The current reality is that property taxes form the core revenue source for almost every municipality, county, and school district across Pennsylvania. The Tax Foundation calculates that in Pennsylvania, 29.5% of all state and local tax revenues are derived from property taxes, exceeding what the state collects from income taxes (25.4%), sales taxes (17.5%), or corporate income taxes (4.3%).

Yet, this bedrock of local public finance is arguably the most arbitrarily and capriciously administered. Pennsylvania performs minimal oversight on the administration of property tax. Individual counties manage virtually all aspects of the assessment process, a system that results in outdated property valuations and inconsistent tax burdens for homeowners and businesses.

Actual real estate values rarely remain fixed for very long. Market conditions and real estate values are constantly in flux. Accurate and fair property tax collection relies entirely on consistent and accurate assessment of current real estate values. One of the biggest problems with Pennsylvania’s system – though far from the only one – is its lack of any requirement for individual counties to conduct regular and routine updates to property values. Counties are instead allowed to rely on “base year” assessments conducted years or even decades earlier. Some counties in Pennsylvania have values set as far back as 1969, which, when it comes to the reality of current real estate markets, may as well be an eternity ago.

In many counties, inconsistent assessment practices have forced judicial intervention. In the 1970s, future state supreme court justice Nicholas Papakados, then sitting on the Allegheny County Court of Common Pleas, named himself as special master of the Allegheny County office of property assessments as part of a consent decree challenging the fairness of local assessments. A quarter century later, in 2001, similar litigation again forced Allegheny County to conduct a mass assessment of all local real estate; it did so again in 2012. While some counties voluntarily conduct reassessments – such as those beginning or ongoing in Lycoming, Mercer, Schuylkill, Warren, and Lackawanna counties – these are one-time reassessments, with no plans for being repeated.

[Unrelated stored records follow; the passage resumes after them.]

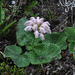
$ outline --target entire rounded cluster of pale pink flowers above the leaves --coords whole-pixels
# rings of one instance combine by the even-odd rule
[[[44,22],[44,18],[34,18],[31,17],[29,21],[26,21],[24,24],[26,27],[25,31],[34,31],[35,38],[40,37],[42,40],[45,40],[44,34],[51,33],[49,22]]]

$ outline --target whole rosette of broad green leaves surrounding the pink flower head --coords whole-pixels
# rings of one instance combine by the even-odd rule
[[[25,46],[25,53],[18,46],[6,46],[4,54],[10,57],[14,63],[19,67],[25,67],[31,64],[45,64],[50,62],[54,57],[61,58],[61,50],[66,49],[66,35],[64,32],[45,34],[45,40],[40,38],[35,39],[34,48],[32,43],[34,41],[33,32],[24,31],[24,23],[27,19],[19,20],[16,39],[20,46]]]

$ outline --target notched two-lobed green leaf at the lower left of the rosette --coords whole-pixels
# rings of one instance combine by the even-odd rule
[[[25,67],[29,65],[29,60],[26,54],[22,54],[20,47],[11,45],[6,46],[4,54],[6,57],[10,57],[14,63],[19,67]]]

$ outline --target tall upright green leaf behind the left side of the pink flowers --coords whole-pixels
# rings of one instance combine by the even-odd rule
[[[25,18],[20,19],[17,27],[16,37],[17,37],[17,43],[20,46],[28,45],[29,43],[31,43],[34,37],[33,32],[24,31],[24,28],[26,27],[24,26],[24,23],[26,21],[27,19]]]

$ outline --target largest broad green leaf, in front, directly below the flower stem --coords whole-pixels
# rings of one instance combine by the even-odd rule
[[[54,44],[41,44],[28,53],[31,64],[45,64],[56,57],[61,50]]]

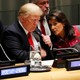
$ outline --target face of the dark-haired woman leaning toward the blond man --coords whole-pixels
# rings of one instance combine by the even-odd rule
[[[52,32],[57,36],[64,35],[64,24],[56,21],[55,19],[49,20]]]

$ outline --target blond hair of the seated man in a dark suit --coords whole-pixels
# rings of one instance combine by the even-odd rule
[[[21,6],[21,8],[19,9],[19,12],[18,12],[18,16],[20,15],[42,15],[43,12],[42,10],[36,5],[36,4],[33,4],[33,3],[27,3],[27,4],[24,4],[23,6]]]

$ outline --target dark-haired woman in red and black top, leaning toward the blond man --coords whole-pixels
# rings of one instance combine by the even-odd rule
[[[54,48],[74,47],[80,51],[80,32],[76,26],[70,25],[63,12],[55,10],[51,13],[49,15],[49,24],[52,31],[51,41]]]

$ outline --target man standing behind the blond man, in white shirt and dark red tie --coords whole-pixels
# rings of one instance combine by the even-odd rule
[[[41,10],[43,11],[43,15],[41,16],[37,26],[38,26],[38,29],[43,34],[43,35],[41,35],[43,38],[41,42],[44,41],[42,46],[47,52],[47,56],[44,58],[44,60],[53,59],[51,51],[50,51],[50,46],[48,46],[48,44],[50,45],[48,40],[49,40],[49,36],[51,35],[51,30],[50,30],[50,27],[48,24],[48,14],[50,11],[50,5],[49,5],[50,0],[29,0],[29,1],[31,3],[35,3],[36,5],[38,5],[41,8]],[[44,27],[44,32],[43,32],[42,27]]]

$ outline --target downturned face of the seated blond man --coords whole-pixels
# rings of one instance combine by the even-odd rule
[[[39,20],[39,15],[28,15],[23,17],[22,24],[27,31],[33,32],[36,29]]]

It does not have to be this way. In neighboring Ohio, state law requires every county to conduct a full reassessment of all taxable property every six years. The county must also update those values every three years. In neighboring Maryland, the state – not individual counties – conducts a mass reassessment of all property values every three years. Such uniformity is the antithesis of current practices across Pennsylvania.

Relying on judicial intervention to correct unfair taxes is a cure worse than the problem and is in no way a best practice for administering a modern tax system. Litigation is often county-specific and does not apply elsewhere. Such a system creates uncertainty for property owners and can inhibit real estate investment. 

Some argue that it’s too costly to administer regular and recurring property assessments. The truth is, such assessments are even costlier when they are done less frequently, as depreciated data must be updated and corrected. Costs become more manageable as assessment systems are regularly maintained.  

Many fear large changes in their tax bills following a mass reassessment. Again, this problem is entirely caused by the lack of routine updates to assessment values, not as a result of reassessments themselves. Pennsylvania also has strong anti-windfall laws that prevent taxing bodies from bringing in more tax revenues after mass reassessment. If needed, Harrisburg legislators could strengthen anti-windfall laws further. Any large shifts in tax bills are a symptom of how inaccurate assessments had become prior to a reassessment.

The irony is that the Pennsylvania constitution requires uniformity in the law and particularly in taxation. Yet there is no legislative or judicial application of that standard to how we assess and collect property taxes across the state. Pennsylvania must find a way to conduct one of its core responsibilities more fairly.